Peşin peşin söyleyeyim: Sakın ola ki, taraftar gruplarını, derneklerini küçümsediğim sanılmasın. Ama siyasal protestoların içinde Beşiktaş'ın, Fenerbahçe'nin, Galatasaray'ın taraftar gruplarını görünce şaşırıyorum. Dahası, üzülüyorum.
Neden mi? Gençler kendilerini sosyal ve siyasal anlamda ifade edebilmek için takım flamalarına, kaşkollarına, formalarına ihtiyaç duyuyorlar da ondan...
Tabii ki futbolu seviyor olmak, bu memleketin sorunlarıyla ilgilenmeye engel değil.
Takım tutuyor olmak da apolitik olmayı, ülke meselelerine duyarsız kalmayı gerektirmiyor. Lakin görünen o ki, memlekette gençlerin siyasal inisiyatiflerini hayata geçirecekleri sivil toplum örgütleri yok ya da yetersiz. Yoksa gençler neden protestoda bulunurken, takım bayrakları etrafında toplansın?
PARTİLER NEREDE?
Bana göre bu görüntüden partiler de, siyasi ve sosyal örgütler de hicap duymalı.

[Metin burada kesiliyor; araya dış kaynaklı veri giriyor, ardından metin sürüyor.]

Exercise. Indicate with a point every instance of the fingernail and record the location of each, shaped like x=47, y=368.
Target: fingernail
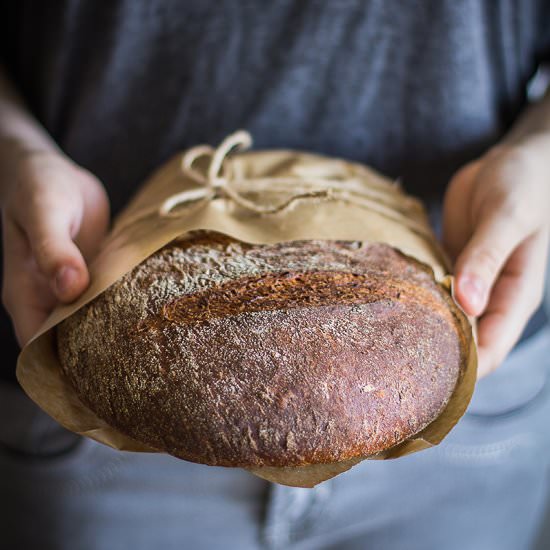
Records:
x=64, y=280
x=473, y=289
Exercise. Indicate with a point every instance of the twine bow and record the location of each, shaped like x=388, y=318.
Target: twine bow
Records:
x=221, y=180
x=224, y=179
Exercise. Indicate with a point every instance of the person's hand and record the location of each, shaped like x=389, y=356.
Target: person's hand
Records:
x=54, y=217
x=496, y=226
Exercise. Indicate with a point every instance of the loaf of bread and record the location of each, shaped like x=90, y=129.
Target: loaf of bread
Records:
x=281, y=355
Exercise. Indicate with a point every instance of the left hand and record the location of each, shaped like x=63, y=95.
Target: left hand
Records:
x=496, y=220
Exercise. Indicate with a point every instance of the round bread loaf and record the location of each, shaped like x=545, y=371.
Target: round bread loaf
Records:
x=290, y=354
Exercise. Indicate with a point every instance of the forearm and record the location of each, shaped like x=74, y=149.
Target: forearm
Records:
x=20, y=132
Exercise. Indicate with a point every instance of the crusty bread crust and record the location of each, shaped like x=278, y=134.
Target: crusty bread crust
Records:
x=232, y=354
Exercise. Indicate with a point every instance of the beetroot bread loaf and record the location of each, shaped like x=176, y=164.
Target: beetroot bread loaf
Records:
x=291, y=354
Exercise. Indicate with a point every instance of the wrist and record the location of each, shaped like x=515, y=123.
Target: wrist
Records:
x=14, y=153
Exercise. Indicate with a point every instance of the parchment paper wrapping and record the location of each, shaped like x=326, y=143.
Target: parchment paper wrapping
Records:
x=340, y=200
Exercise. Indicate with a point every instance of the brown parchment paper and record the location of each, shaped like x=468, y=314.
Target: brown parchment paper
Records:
x=139, y=231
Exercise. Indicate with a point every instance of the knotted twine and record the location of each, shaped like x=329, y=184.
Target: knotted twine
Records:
x=225, y=180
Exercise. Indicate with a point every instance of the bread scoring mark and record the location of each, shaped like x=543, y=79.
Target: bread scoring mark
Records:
x=277, y=291
x=229, y=391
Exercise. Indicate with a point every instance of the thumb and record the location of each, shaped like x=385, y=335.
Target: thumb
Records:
x=50, y=237
x=494, y=239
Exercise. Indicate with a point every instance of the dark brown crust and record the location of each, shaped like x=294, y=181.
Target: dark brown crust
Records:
x=299, y=353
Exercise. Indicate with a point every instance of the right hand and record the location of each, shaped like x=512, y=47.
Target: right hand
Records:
x=54, y=216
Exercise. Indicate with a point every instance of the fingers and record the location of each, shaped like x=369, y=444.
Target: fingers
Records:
x=495, y=237
x=516, y=295
x=457, y=225
x=49, y=230
x=25, y=293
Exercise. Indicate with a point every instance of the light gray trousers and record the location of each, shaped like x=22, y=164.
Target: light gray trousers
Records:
x=483, y=488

Dönüp dönüp aynaya bakarak, "Biz nerede yanlış yaptık da, bu gençleri, bu enerjiyi, dinamizmi, taraftar derneklerine kaptırdık?" diye sormalı.
Demek ki, demokrasinin doğal birer parçası olması gereken bu yasal örgütlenmeler kendilerini yeterince ifade edememişler.
Demek ki 'siyaseten örgütlenmeyi' gençlere sevdirememişler ya da çeşitli yollarla baskı altına alınmış, engellenmişler. Bu durumda kendilerini bir yerlere ait hissetmeyi, güç haline gelmeyi arzulayan gençler de gidip en güvendikleri şemsiyenin, yani 'futbol takımının bayrağının' altına sığınmış.
Bir de futbolun kitleleri uyuttuğu, politik açıdan pasifize ettiği söylenip durulur.
Türkiye'de ise tam tersi bir durum söz konusu. Bu da yalnızca bize özgü bir karakteristik özellik olsa gerek.
Bu konuda iri kıyım laflar söylemek tabii ki bir televizyon yazarı olarak bana düşmez. Ama günlerdir ülkenin koca koca filozofları, sosyologları ve kıdemli politika yazarları bu konu hakkında ne dudaklarını, ne kalemlerini oynatıyorlar. Dayanamadım, affola!